After years of fantasy football, seems like the more stable players you have, the better chance you have at gettting into playoffs.The more stable the player, the more likey you dont end up with weekly low scores gives you more chances to win each week.I wonder if Standard Deviation would be a good statistic to keep track with players from year to year? The smaller the deviation, the less times your weekly scores low. If an avg score in the leagues is 100 each week, id much rather hover around 100 than to be 80's one week and 120 another week. Total points is useless if you dont get the Win!Anybody seeing this statistic being used? Could help when deciding between a couple people to pick each round
Thoughts on SD in Fantasy Football:Is it a meaningful statistic? Is it something that is constant from year to year? What is the standard deviation of the standard deviation?!To some extent, we can guess at SD. Quarterbacks generally have lower SD than RB/WR/TE. TDs are much higher variance than Yards or Catches. Players who score points in multiple categories have a lower SD than those who rely on one category. Part time players are higher variance than full time players.Remember that players on different teams are essentially assets with 0 correlation. Variance is not as painful when your assets are diversifed like that.
 
So if your league is a Head to Head league, and the avg per week score is 100. It seems that you would regularly want to hover around 100 than to be in the 70's one week and 130s another week. With a team with a low SD, seems more likely to reach that goal.

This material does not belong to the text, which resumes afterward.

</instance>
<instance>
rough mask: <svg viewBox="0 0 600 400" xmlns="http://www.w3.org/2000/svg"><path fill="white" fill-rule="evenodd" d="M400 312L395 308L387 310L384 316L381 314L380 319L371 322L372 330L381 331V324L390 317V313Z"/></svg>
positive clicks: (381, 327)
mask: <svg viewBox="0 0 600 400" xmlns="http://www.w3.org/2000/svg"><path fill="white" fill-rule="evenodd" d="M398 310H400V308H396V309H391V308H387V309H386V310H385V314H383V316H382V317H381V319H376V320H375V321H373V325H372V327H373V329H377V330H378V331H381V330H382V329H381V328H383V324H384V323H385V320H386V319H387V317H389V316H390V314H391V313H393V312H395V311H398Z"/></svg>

I guess why this stat is so important to me is many times in the past i have either killed teams by over 30 points or been in situations where I lost to teams with low weekly score and I had a bad week. How would SD not affect your weekly head to head scoring?

 
I've thought about this myself. Another stat I'd like to see used more often is Median pts per week instead of Average. If a guy blows up one week, he'll have a high average score, but very low median score. I think the more descriptive stats we could access, the more informed we could have to make decisions. Range, SD, mean, median would all be helpful when evaluating players imo. At the very least it would help you be able to decide whether a player is a home-run hitter with a high strike-out rate vs. a consistent on-base percentage guy that can give you steady production each week.

I also lean more toward wanting steady production guys on my team for the reasons outlined by the OP.